Voice activity detection (VAD) is a popular machine-learning field, especially in the context of conversational agents of the previous decade. Hardware devices such as Amazon’s Alexa and Google’s Assistant use voice activity detection and wake word detection to determine when a speaker is interacting with them. Given these are running on embedded platforms, the resulting models need to be lightweight enough to run very fast with a small amount of resources. One example of such a model is Silero VAD.
Silero is an enterprise-grade voice activity detection model. The library itself is written in Python; however, they have an open-source, lightweight ONNX model that is capable of running in 1 ms on a single CPU thread. Thanks to Ortex, we can have this VAD model up and running in a few minutes. First, you should download the ONNX model in the Siler VAD repo. Next, install the following dependencies:
Mix.install([
{:nx, "~> 0.7"},
{:ortex, "~> 0.1"},
{:kino_live_audio, "~> 0.1"},
{:kino_vega_lite, "~> 0.1.10"},
{:bumblebee, "~> 0.5"},
{:exla, ">= 0.0.0"}
])
This installs Nx, Ortex, and some Kino dependencies for working in a Livebook. Next, load the Silero ONNX model into your application:
model = Ortex.load("./silero_vad.onnx")
You’ll notice this model has four inputs and three outputs. The inputs respectively represent:
input
- the input audio sample in PCM formatsr
- the sampling rate of the Audio. Either 8000 or 16000h
- LSTM hidden statec
- LSTM hidden state
Silero is a tiny LSTM model—which is why you need h
and c
as inputs. LSTM’s are stateful, so you’ll notice that the output returns updated versions of both h
and n
. The shape of the input is 2-dimensions. The first dimension is the batch size, followed by the number of samples. The number of samples cannot be less than the number of samples in 30 ms. In other words, for a sampling rate of 16_000
, the number of samples cannot be less than 480.
Next, create a new VegaLite plot using:
chart =
VegaLite.new(title: "Voice-Activated Detection", width: 800, height: 400)
|> VegaLite.mark(:line)
|> VegaLite.encode_field(:x, "x",
type: :quantitative,
title: "Time",
axis: [ticks: false, domain: false, grid: false, labels: false]
)
|> VegaLite.encode_field(:y, "y",
type: :quantitative,
title: "Voice",
scale: [domain_max: 1, domain_min: 0]
)
|> Kino.VegaLite.new()
This will create a live chart that plots the probability that a voice is detected at a given time interval. Now, declare a new live audio field using:
live_audio = KinoLiveAudio.new(chunk_size: 30, unit: :ms, sample_rate: 16_000)

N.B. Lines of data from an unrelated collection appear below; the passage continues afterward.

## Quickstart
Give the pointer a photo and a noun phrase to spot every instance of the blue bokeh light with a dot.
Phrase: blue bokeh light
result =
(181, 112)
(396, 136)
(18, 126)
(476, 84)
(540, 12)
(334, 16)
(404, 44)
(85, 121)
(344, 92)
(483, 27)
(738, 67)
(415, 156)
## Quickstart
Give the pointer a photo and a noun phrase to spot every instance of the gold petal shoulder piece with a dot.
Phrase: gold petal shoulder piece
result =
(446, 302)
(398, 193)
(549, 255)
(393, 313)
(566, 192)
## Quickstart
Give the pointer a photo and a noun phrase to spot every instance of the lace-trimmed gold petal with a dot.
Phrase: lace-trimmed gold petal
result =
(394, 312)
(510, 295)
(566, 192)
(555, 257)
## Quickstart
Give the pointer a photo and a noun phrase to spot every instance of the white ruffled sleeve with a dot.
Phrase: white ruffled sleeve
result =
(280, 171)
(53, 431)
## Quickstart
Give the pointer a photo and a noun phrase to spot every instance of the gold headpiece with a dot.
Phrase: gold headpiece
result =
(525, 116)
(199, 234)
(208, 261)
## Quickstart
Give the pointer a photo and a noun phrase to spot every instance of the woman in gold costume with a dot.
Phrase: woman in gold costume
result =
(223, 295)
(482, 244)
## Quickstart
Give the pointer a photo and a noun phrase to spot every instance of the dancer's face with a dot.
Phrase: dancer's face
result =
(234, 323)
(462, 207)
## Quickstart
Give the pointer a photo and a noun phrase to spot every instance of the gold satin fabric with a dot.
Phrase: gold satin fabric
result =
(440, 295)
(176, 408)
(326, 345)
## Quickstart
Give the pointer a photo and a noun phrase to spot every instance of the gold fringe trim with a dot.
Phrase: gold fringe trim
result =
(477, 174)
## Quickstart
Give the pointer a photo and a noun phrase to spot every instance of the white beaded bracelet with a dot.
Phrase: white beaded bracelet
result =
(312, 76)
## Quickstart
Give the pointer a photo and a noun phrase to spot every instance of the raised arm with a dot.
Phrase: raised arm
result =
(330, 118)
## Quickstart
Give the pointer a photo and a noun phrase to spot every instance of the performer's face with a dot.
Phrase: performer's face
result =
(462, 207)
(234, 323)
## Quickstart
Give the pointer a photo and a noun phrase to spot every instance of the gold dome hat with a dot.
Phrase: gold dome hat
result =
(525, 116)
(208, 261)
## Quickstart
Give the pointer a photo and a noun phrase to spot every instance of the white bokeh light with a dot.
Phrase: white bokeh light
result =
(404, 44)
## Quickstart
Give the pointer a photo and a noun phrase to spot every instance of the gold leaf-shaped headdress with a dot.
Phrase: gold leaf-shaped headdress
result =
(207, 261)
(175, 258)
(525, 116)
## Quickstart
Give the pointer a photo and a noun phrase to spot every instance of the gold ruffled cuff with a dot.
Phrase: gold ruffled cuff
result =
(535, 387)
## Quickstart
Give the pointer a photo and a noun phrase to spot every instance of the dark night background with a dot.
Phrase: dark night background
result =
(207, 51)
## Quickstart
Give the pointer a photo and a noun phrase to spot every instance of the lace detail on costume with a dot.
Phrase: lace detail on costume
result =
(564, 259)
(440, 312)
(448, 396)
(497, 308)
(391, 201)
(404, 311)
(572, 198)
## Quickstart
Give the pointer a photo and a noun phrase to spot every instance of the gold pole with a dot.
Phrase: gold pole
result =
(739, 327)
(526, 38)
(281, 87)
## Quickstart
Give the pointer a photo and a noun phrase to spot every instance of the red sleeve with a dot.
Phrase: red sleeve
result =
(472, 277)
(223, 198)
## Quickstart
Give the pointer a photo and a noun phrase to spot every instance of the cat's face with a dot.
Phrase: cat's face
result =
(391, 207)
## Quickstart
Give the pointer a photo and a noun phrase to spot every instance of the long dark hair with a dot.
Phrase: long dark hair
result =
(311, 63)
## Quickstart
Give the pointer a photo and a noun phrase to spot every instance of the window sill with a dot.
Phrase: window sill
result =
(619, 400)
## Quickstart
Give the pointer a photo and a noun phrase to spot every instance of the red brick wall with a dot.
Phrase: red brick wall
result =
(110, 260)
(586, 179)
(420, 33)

Finally, you can stream the input live audio and update your Kino graph using:
init_state = %{h: Nx.broadcast(0.0, {2, 1, 64}), c: Nx.broadcast(0.0, {2, 1, 64})}
live_audio
|> Kino.Control.stream()
|> Kino.listen(init_state, fn
%{event: :audio_chunk, chunk: data}, %{h: h, c: c} ->
input = Nx.tensor([data])
sr = Nx.tensor(16_000, type: :s64)
{output, hn, cn} = Ortex.run(model, {input, sr, h, c})

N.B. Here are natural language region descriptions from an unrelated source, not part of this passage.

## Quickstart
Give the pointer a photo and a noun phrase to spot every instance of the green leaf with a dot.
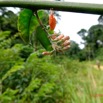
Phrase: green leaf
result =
(43, 38)
(27, 22)
(12, 70)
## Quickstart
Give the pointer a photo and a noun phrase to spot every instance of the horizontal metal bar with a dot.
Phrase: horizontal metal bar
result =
(56, 5)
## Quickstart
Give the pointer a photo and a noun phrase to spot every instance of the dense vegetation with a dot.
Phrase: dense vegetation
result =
(69, 78)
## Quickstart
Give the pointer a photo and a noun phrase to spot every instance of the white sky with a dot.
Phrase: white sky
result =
(71, 23)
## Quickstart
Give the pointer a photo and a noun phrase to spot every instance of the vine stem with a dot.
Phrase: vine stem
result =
(41, 24)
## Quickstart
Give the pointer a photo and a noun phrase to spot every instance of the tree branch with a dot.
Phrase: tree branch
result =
(56, 5)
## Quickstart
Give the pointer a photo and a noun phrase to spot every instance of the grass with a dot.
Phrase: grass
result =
(85, 83)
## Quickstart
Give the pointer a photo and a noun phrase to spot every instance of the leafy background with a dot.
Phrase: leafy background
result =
(69, 78)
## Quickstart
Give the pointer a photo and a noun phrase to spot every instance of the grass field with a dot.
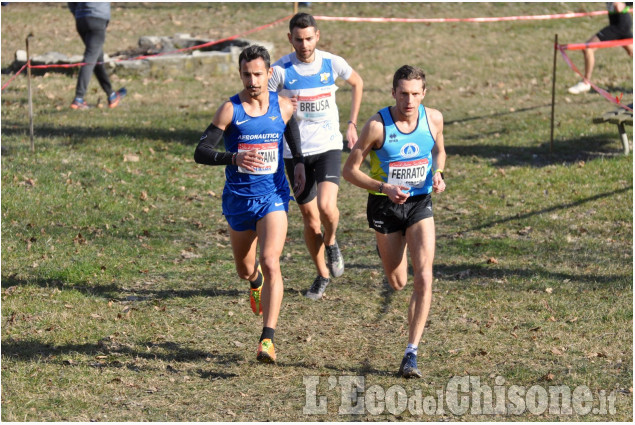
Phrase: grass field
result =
(119, 296)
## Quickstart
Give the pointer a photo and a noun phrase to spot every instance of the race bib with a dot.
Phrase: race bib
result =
(316, 105)
(269, 153)
(408, 173)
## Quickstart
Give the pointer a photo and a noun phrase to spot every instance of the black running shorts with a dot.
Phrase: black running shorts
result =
(387, 217)
(319, 168)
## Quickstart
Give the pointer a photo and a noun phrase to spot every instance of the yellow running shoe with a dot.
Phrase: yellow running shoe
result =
(254, 297)
(266, 352)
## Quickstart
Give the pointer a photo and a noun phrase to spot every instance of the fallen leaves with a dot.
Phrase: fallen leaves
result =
(130, 157)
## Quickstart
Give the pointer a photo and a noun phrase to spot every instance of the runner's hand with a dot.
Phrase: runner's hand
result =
(438, 184)
(397, 193)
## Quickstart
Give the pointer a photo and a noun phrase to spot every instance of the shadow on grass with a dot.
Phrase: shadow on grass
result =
(521, 217)
(569, 151)
(80, 134)
(364, 369)
(121, 294)
(166, 351)
(533, 278)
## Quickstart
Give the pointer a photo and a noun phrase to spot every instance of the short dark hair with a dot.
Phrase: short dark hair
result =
(302, 20)
(254, 52)
(408, 72)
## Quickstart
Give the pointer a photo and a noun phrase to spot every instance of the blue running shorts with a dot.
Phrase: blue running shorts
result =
(243, 213)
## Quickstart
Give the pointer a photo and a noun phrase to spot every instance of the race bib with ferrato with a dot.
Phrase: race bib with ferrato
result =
(269, 153)
(408, 173)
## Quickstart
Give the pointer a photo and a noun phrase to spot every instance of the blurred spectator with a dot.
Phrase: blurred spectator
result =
(91, 20)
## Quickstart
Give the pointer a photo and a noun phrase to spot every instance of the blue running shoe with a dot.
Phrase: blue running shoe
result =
(408, 368)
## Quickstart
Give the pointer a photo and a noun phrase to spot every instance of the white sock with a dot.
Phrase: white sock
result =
(411, 348)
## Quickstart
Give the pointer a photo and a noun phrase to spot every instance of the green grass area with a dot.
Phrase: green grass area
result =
(119, 297)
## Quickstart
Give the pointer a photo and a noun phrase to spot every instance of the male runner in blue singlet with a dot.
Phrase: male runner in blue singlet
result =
(308, 77)
(256, 193)
(407, 156)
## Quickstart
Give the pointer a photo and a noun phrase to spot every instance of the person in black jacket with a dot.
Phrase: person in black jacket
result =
(91, 20)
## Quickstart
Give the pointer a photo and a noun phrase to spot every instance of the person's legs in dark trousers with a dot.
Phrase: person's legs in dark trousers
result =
(93, 34)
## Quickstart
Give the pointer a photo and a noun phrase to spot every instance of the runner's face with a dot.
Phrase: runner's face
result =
(255, 76)
(304, 41)
(408, 94)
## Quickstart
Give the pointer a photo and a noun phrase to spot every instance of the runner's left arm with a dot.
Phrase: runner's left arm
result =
(292, 135)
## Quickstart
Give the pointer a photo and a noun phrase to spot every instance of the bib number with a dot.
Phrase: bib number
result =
(408, 173)
(269, 153)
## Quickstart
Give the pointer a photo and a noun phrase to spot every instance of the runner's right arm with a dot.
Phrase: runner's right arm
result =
(206, 152)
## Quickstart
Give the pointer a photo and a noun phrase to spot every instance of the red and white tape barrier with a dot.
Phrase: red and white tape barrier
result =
(613, 99)
(439, 20)
(597, 45)
(200, 46)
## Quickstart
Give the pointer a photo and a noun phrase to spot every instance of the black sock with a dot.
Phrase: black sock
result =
(256, 283)
(267, 333)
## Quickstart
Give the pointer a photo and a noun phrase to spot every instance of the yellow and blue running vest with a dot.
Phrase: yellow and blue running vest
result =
(404, 159)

prob = output |> Nx.squeeze() |> Nx.to_number()
row = %{x: :os.system_time(), y: prob}
Kino.VegaLite.push(chart, row, window: 1000)
{:cont, %{h: hn, c: cn}}
end)
This will listen to your live audio stream and update the Kino graph with the probability that a voice is present in a given time window. If you start recording, you’ll notice your graph dip up and down as you speak! The Kino stream uses a stateful listener to continuously update c
and h
. Inside the listener, you use Ortex
to run your model, and then update the graph with Nx. Notice how easy it was to get up and running with Ortex? With just a few lines of code, we were able to import an enterprise-grade model into Elixir, and use it without having to jump through any hoops!
Combining Ortex and Bumblebee
Ortex is a great supplement to Bumblebee, as you can take advantage of lightweight traditional models in conjunction with powerful pre-trained transformer models. This is exactly what we do in Echo. Echo is a small server for building conversational assistants—it makes use of this exact Silero VAD model in conjunction with Whisper to first determine exactly when somebody has finished speaking and then to determine exactly what they said.
Once again we’ll declare a live audio component:
live_audio = KinoLiveAudio.new(chunk_size: 100, unit: :ms, sample_rate: 16_000)
Next, create a speech-to-text serving with Bumblebee:
repo = {:hf, "distil-whisper/distil-small.en"}
{:ok, model_info} = Bumblebee.load_model(repo)
{:ok, featurizer} = Bumblebee.load_featurizer(repo)
{:ok, tokenizer} = Bumblebee.load_tokenizer(repo)
{:ok, generation_config} = Bumblebee.load_generation_config(repo)
serving =
Bumblebee.Audio.speech_to_text_whisper(model_info, featurizer, tokenizer, generation_config,
task: nil,
compile: [batch_size: 1],
defn_options: [compiler: EXLA]
)
Next, you can adjust your listener to accumulate audio as it streams in if somebody is speaking:
init_state = %{
h: Nx.broadcast(0.0, {2, 1, 64}),
c: Nx.broadcast(0.0, {2, 1, 64}),
mode: :waiting,
audio: []
}
live_audio
|> Kino.Control.stream()
|> Kino.listen(init_state, fn
%{event: :audio_chunk, chunk: data}, %{h: h, c: c, mode: mode, audio: audio} ->
input = Nx.tensor([data])
sr = Nx.tensor(16_000, type: :s64)
{output, hn, cn} = Ortex.run(model, {input, sr, h, c})
prob = output |> Nx.squeeze() |> Nx.to_number()
IO.write(prob)
cond do
prob >= 0.5 and mode == :waiting ->
{:cont, %{h: hn, c: cn, mode: :listening, audio: data}}
prob >= 0.5 and mode == :listening ->
{:cont, %{h: hn, c: cn, mode: :listening, audio: audio ++ data}}
prob < 0.5 and mode == :listening ->
transcription = Nx.Serving.run(serving, Nx.tensor([audio]))
IO.inspect(transcription)
:halt
prob < 0.5 and mode == :waiting ->
{:cont, %{h: hn, c: cn, mode: :waiting, audio: []}}
end
end)
This will repeatedly run VAD and accumulate audio once you start speaking. When you stop speaking, it will stop recording and run transcription on the input. This is a simple way to implement a more realistic conversational agent—thanks in part to the magic of Ortex.
Conclusion
Ortex is an important piece of the Elixir ML ecosystem. It enables users to easily migrate their existing ONNX models to an Elixir application without needing to jump through any conversion hoops. If you are working with ONNX models and interested in Elixir, I highly recommend you give Ortex a shot! Until next time!